1. George Burdeau, Director

    George Burdeau, a member of the Blackfeet Nation, has been a director and producer for more than 30 years. He received an Emmy Award for The Native Americans and a Peabody Award for Surviving Columbus. He is the founding dean of the communications department of the Institute of American Indian Arts and former director of the National Center for the Production of Native Images, both in Santa Fe, New Mexico. Burdeau was the first Native American director in the Directors Guild of America. He served as chairman of the Indian Arts and Crafts Board, board member of the Institute for the Preservation of the Original Languages of Americas, board chair of the Institute of Native Culture and Communication, and founding board member of the Native American Public Broadcasting Consortium.

  2. Pamela Roberts, Producer

    Pamela Roberts came to filmmaking as a social issue medium, after graduating with honors from the University of Southern California with a master’s in social work. In 1982, Roberts co-founded Rattlesnake Productions, Inc., and over the past 26 years she has produced and directed a number of award-winning documentary films and videos for public television, as well as for national and international theatrical and video distribution.

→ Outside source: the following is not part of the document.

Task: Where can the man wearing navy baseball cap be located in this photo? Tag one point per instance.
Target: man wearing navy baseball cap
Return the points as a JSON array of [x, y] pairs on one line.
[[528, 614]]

    Roberts produced Backbone of the World: The Blackfeet, with an all-native crew and cast under the direction of Blackfeet director George Burdeau. The film was broadcast on public television in November 1998. Roberts also co-produced and co-directed Ishi, the Last Yahi, a one-hour NEH-funded documentary that was nominated for an Emmy Award in 1994. Broadcast on American Experience, the film won many awards. Prior to Ishi, Roberts co-produced and co-directed Contrary Warriors: A Story of the Crow Tribe, broadcast on A&E and PBS.